O juiz da 3° Vara de Violência Doméstica e Familiar contra a Mulher, Luiz Otavio Albuquerque, explica que a prioridade é de quem espera por muito tempo a sentença.

“Serão feitas revisões dos processos dos presos provisórios. Se o réu foi preso em flagrante ou por determinação do juiz, ele verificará se há elementos que podem deixa-lo em liberdade’’. De uma forma geral, Luiz Otavio detalha quais os critérios que podem pôr um preso provisório em liberdade. “Se o preso tem emprego, casa fixa. Se o juiz já ouviu todas as testemunhas. Se ele não causou nenhum perigo de ordem pública contínuas vezes, em regra geral, pode ser colocado em liberdade’’, enumera.

PRAZO

No caso de presos já sentenciados, o Tribunal fará a partir de 15 de abril, até o final do ano, a revisão dos processos. Dependendo da análise do juiz, os condenados poderão ter progressão de regime, do fechado para o semiaberto.

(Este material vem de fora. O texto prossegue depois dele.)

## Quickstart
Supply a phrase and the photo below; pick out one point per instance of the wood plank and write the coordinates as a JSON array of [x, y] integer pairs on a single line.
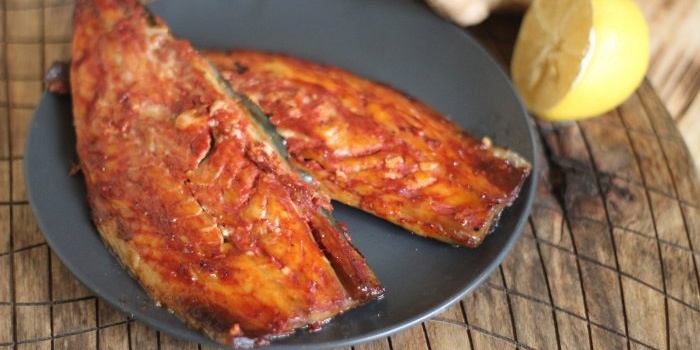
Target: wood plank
[[24, 61], [5, 279], [114, 337], [87, 340], [379, 344], [564, 280], [656, 175], [107, 315], [412, 338], [19, 125], [74, 317], [5, 233], [638, 257], [6, 326], [534, 323], [25, 230], [646, 313], [684, 325], [4, 121], [628, 206], [549, 226], [447, 336], [603, 297], [573, 331], [58, 22], [24, 94], [33, 322], [5, 188], [487, 341], [168, 342], [605, 339], [32, 275], [143, 337], [64, 286], [23, 24], [19, 188], [592, 239], [523, 269], [37, 345], [681, 275], [683, 173], [487, 308], [668, 219]]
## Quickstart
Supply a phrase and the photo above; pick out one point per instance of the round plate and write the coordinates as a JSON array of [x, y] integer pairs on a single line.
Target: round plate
[[395, 42]]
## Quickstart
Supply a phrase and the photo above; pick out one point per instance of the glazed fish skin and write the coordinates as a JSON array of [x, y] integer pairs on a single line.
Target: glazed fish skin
[[374, 148], [190, 194]]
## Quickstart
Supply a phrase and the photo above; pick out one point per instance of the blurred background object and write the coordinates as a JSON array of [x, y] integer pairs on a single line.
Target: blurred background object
[[674, 69]]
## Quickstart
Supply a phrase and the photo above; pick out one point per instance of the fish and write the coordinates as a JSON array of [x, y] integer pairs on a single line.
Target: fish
[[373, 147], [193, 194]]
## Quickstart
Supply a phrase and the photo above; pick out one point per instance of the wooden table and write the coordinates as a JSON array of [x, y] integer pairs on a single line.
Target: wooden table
[[610, 258]]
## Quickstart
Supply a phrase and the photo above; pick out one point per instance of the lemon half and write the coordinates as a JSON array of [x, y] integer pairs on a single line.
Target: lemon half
[[575, 59]]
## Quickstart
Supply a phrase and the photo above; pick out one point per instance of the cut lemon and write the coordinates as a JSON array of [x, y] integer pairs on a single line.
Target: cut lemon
[[575, 59]]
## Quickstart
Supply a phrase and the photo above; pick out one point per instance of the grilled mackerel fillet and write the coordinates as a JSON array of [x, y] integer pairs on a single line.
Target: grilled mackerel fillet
[[374, 148], [189, 192]]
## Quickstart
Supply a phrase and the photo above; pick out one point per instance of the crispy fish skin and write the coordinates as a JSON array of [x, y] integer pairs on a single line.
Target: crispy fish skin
[[374, 148], [187, 191]]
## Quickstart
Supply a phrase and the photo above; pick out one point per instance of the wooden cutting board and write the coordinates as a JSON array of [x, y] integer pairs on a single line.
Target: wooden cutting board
[[609, 258]]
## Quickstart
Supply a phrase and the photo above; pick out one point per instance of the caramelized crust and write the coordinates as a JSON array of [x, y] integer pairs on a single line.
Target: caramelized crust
[[189, 192], [374, 148]]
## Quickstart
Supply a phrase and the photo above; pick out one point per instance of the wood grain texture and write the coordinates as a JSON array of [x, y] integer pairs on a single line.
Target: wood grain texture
[[608, 260]]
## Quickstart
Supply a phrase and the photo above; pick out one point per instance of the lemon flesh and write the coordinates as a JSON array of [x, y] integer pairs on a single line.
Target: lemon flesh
[[579, 58]]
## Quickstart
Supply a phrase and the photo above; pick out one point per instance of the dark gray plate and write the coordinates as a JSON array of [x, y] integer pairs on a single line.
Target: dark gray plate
[[395, 42]]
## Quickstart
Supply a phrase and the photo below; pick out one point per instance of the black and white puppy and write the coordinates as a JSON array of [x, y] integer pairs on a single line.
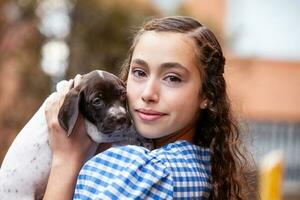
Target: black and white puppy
[[100, 97]]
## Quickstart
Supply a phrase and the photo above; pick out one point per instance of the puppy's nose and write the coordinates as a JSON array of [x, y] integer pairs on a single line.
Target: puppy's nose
[[117, 119]]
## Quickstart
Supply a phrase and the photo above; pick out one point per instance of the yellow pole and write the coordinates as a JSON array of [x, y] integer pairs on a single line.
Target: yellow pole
[[271, 176]]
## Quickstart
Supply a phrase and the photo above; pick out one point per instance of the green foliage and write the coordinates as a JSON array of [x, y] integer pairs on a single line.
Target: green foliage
[[101, 33]]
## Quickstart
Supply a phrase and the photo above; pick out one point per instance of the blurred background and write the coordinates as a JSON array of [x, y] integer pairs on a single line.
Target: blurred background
[[44, 41]]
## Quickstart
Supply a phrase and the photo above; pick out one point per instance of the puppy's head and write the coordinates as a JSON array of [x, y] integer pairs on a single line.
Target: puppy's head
[[101, 98]]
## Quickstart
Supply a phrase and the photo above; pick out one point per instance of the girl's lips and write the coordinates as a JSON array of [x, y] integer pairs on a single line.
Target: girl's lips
[[149, 115]]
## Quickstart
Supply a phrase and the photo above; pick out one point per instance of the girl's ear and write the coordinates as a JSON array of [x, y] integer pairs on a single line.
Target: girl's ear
[[204, 104]]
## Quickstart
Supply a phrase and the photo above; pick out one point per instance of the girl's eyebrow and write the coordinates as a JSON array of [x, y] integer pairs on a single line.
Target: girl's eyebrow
[[164, 66], [140, 62]]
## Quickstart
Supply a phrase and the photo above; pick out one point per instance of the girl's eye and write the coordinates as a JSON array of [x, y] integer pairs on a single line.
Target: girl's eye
[[173, 79], [139, 73]]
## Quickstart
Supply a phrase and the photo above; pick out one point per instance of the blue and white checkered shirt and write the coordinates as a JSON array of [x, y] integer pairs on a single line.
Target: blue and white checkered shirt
[[179, 170]]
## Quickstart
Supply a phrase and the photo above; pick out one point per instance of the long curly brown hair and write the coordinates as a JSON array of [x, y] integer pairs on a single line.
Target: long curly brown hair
[[215, 127]]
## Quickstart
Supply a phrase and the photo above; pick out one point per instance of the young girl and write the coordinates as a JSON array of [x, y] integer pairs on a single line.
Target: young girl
[[177, 97]]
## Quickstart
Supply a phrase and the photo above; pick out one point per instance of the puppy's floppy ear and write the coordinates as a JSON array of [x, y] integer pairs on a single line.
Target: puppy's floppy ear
[[69, 111]]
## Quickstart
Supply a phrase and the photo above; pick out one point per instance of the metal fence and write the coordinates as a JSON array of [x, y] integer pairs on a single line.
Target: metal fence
[[267, 136]]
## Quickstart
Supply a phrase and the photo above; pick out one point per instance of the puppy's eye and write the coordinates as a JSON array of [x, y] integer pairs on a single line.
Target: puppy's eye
[[123, 95], [97, 101]]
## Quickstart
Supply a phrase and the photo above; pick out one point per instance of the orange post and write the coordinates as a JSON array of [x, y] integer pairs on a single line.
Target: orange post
[[271, 176]]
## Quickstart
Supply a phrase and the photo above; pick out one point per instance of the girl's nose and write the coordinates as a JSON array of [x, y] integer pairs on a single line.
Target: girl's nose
[[150, 93]]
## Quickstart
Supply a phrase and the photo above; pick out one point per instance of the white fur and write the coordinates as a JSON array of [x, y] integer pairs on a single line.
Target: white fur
[[26, 166]]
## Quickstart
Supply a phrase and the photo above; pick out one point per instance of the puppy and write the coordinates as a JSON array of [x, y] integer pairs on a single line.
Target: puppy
[[100, 97]]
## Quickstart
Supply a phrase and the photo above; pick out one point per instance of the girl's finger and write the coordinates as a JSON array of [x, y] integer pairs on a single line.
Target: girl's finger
[[61, 85], [77, 80]]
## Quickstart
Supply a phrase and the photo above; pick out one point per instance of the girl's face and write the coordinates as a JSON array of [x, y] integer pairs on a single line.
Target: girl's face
[[164, 84]]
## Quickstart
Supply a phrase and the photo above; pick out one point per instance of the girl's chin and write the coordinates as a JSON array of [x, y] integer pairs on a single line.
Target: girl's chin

Para agilizar, as audiências serão gravadas ou filmadas, e arquivadas dentro dos processos para que os interessados tenham acesso.

De acordo com a portaria publicada em 25 de março de 2015, o presidente do TJ, desembargador Constantino Guerreiro, determinou que as audiências ocorram de 8h às 17h, nos Fórum Criminais das capitais e dos interiores.

“As varas de execução penal farão as revisões, analisarão os casos de progressão e livramento condicional. As audiências serão de manhã, que é o horário normal de trabalho, e ainda à tarde nas varas penais, conforme autorização da portaria’’, diz o juiz Luiz Otavio.